Studying and Analysing the Effect of Weight Norm Penalties and Dropout as Regularizers for Small Convolutional Neural Networks

DOI : 10.17577/IJERTV10IS010025

Download Full-Text PDF Cite this Publication

Text Only Version

Studying and Analysing the Effect of Weight Norm Penalties and Dropout as Regularizers for Small Convolutional Neural Networks

Ujjwal Kumar

Student of Computer Science Engineering SRM Institute of Science & Technology Chennai, India

Anamitra Bhar

Student of Computer Science Engineering SRM Institute of Science & Technology Chennai, India

Abstract A long-standing problem for both machine learning neophytes and researchers has been to create a learning model that performs well not just on seen data points (training data) but also on unseen data points (test data). It is usually the case that a deep model learns and co-adapts representations and features from the training data so well, that it fails to perform effectively on the test data at all.

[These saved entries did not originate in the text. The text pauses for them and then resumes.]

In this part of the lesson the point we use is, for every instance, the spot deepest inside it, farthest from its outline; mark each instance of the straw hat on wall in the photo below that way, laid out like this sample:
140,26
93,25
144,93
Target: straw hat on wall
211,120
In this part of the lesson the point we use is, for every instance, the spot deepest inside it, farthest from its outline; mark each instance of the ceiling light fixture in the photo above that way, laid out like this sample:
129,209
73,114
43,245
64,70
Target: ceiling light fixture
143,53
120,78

This is known as the problem of overfitting. A lot of research has been devoted to come up with solutions to the problem of overfitting. To address this complication, apprehending the concept of generalization becomes pivotal. Generalization is the ability for a model to perform well on unseen inputs and collectively, all the approaches that work upon decreasing the generalization error of a learning algorithm are called regularization techniques. One way to reduce variance and generalization error in a model is to introduce a penalty term (weight decay) in the cost function that restricts the models parameters from increasing. Another recently accepted practice is to use dropout, wherein hidden units and visible units are randomly dropped to obtain a much simpler model that prevents it from overfitting. In this paper, an extensive analysis has been done between both these regularizers on the MNIST dataset for relatively small convolutional networks. The findings of this paper assert that with appropriate hyperparameter settings, dropout performed a better job in bringing down the training error and making the gap between training and test error (generalization gap) minimum.

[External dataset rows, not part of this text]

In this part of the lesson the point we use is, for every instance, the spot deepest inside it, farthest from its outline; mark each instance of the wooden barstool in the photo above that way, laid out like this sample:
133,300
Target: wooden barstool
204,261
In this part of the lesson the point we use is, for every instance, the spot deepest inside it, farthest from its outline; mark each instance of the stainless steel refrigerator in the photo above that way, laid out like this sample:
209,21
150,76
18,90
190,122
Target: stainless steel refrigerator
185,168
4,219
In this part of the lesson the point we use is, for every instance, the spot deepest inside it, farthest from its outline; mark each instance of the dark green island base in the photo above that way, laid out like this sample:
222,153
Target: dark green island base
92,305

Keywords Dropout; Weight Decay; Regularization; Neural Networks; Convolutional Neural Networks


    The onset of learning through labeled data has revolutionized several pattern recognition contests, especially in applications of computer vision. Modern Convolutional Neural Networks (CNNs) [1] trained using the backpropagation algorithm [2] are predominantly suited for this task and has achieved state-of-the-art results in several image datasets. These artificial neural networks give unrivalled results on data that can be structured to have a grid-like topology. This is the reason why convolutional networks are chosen for computer vision applications as the feature images can be reduced to form either a 2D or 3D grid of pixels. The success of these modern gradient-based networks is associated with the fact that this type of network architecture makes use of sparse interactions wherein, each convolution operation is carried by a kernel with a size smaller than the input data which enables the network to store fewer parameters and hence reduces memory requirements and enhances efficiency.

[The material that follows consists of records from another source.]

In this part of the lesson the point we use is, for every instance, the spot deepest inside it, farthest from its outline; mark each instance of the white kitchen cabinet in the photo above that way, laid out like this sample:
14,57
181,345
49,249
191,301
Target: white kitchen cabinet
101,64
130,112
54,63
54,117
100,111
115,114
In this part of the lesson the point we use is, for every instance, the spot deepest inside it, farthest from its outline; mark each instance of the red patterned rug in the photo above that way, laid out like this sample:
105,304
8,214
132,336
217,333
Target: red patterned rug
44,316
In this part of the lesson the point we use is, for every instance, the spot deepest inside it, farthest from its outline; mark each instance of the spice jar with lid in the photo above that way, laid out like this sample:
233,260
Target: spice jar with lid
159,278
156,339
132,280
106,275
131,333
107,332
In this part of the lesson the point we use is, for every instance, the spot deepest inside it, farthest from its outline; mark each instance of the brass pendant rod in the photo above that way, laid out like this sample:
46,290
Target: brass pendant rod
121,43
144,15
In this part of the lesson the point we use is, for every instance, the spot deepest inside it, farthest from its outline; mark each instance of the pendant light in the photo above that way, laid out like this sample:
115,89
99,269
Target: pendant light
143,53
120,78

    Over the years, the task for machines to learn and generalize has become more complex as the data associated with them became more versatile and big; to overcome this problem, the architecture of models underwent changes to become deeper in order to account for the complex task which made them susceptible to variance and overfitting. The success of designing any learning algorithm is based on making the training error smaller and reducing the generalization gap [3]. A model that fails to provide a low training error suffers from underfitting, and a model that results in a large generalization gap suffers from overfitting. The model reaches its optimum performance when the complexity of the architecture is appropriate for the task it has been assigned (Fig. 1).

    Factoring the dual challenge of bringing down the training and test error for a model, regularization comes into play, which facilitates in achieving a low generalization error on the data. Creating any machine learning algorithm involves the inclusion of a regularization algorithm in it, as it is the most cardinal aspect after optimization. In our study, we analyse two standard regularization methods used in deep learning. The L2 regularization or weight decay (often referred to as ridge regularization or Tikhonovs regularization) [4] that penalizes the parameters of the neural network which makes the weights have smaller squared L2 norm. Another regularization method proposed by Srivastava et al. [5], [6] that employs the bootstrap aggregating (bagging) [7] algorithm is called dropout, in which training is done on several bagged ensemble of networks, where all the networks share the parameters. This paper compares the effect of both of these regularizers on convolutional models by varying the hyperparameters associated with the respective regularization methods. The comparison is done by plotting the learning curves obtained after incorporating regularization methods on the network. The conclusions of this paper are based on favoring the regularizer that accomplishes the task of reducing the training error and making the generalization gap smaller.

    Fig. 1. Plot of the loss trend of a model against its capacity [3].

  2. WEIGHT DECAY AND DROPOUT Maintaining the tradeoff between optimization and

    generalization is a focal task in deep learning. Generalization focuses on improvising the models performance of data that it has never come across before, whereas optimization works on increasing the models performance metrics on the training set. Improving generalization of a learning algorithm on the test set can be done by restricting the parameters of a network from taking large values as the weight distribution becomes more regular which results in a simpler model that is less prone to overfitting. This is done by adding a cost associated with having large weights to the overall loss function of the network and is the premise behind L2 regularization or weight decay. Introduction of a parameter norm penalty to the overall loss function assists in limiting the overall capacity of the model and is done by:

    Reduction of variance in a model can also be achieved by employing ensemble methods in which instead of a single model, multiple models are trained and then the outputs of all the models are sampled over to predict the results on unseen data points. Dropout uses a similar notion. Dropout training involves dropping random units (hidden and visible units only) from the network architecture with a probability of p (Fig. 2). This random dropping of units creates an ensemble of several thinned networks which the model samples over to predict results. Combining predictions of several models is a computationally extensive job which requires training each model separately and finding the optimum hyperparameter for each model, however dropout solves this issue by sharing the network parameters among the models which in turn reduces the complexity. If a neural network is assumed to have l units, then it can approximately have 2 number of thinned networks to sample over.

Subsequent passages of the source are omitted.